I mean, Yakuza Kiwami came out a year after Yakuza 0. It was specifically designed as a remaster of the first game that could match 0’s quality. But playing it in chronological order, as opposed to being a fan for years who played 0 after 5, the move to Kiwami feels strange in several ways. Seeing Majima as a goofy guy you fight against a la Mr. Shakedown is odd after having played half a game as him. Having Kazama-san be actually present in the story as opposed to some mysterious character you only see in photos and flashbacks is definitely weird.

But most of all, it’s Kamurocho - not just that it’s changed, but how it’s changed, and the context of that change. The stakes of 0 amounted to a big tower with a silly name. Don’t get me wrong, I love Kiwami - I think the writing is phenomenal and the stories it tells are the most human ones I’ve seen in video games, just like 0 before it. But it’s because the writing is good that this critique works and feels intentional. Sure, if you’re playing the original Yakuza game, or Kiwami without the context of 0, the ten-year shift might seem like an easy-to-dismiss narrative device. You’ve hardly even explored Kamurocho by the time you’re wrongly convicted of murder and sentenced to ten years in the slammer.

But going into it straight off the back of 0 means that this is a city that, just like Kiryu, you grew to love. Now, ten years later, you can know your way around without needing a map but still feel as if you’re somewhere alien, somewhere different. Some of the old Kamurocho has endured - I was unsurprised to see Don Quijote parked just off Tenkaichi Street considering that it’s a titanic corporation. The context of this reinforces my thoughts about all of this being intentional and pointed.

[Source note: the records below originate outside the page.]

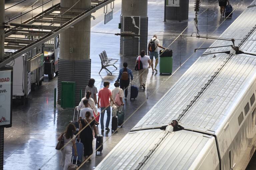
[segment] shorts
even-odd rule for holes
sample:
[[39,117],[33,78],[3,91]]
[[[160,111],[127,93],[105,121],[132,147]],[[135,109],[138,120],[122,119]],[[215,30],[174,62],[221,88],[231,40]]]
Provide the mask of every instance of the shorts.
[[155,58],[156,59],[158,58],[158,53],[157,51],[149,51],[149,58],[151,59],[154,59],[154,56],[155,56]]

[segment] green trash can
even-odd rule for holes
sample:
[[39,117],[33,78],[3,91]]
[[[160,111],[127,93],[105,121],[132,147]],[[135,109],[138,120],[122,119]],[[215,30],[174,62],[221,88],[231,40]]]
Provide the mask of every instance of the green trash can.
[[61,106],[63,108],[75,107],[75,86],[74,81],[61,82]]
[[172,51],[160,50],[160,74],[172,73]]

I think it’s poignant that so much of the story in Kiwami - at least for the first few hours - is about Kiryu having to regain his strength. He’s rusty after spending time in the clink, and he needs to sharpen his wits all over again. But I’ve been far more struck by his attempts to reckon with this new place, this area he knew like the back of his hand that’s permanently altered now. Kazuma Kiryu was feared and revered in Kamurocho as the Dragon of Dojima. I reckon he knows he can learn how to punch people again - the bigger issue is that he has no idea where he is in this gross microcosm of modern globalisation.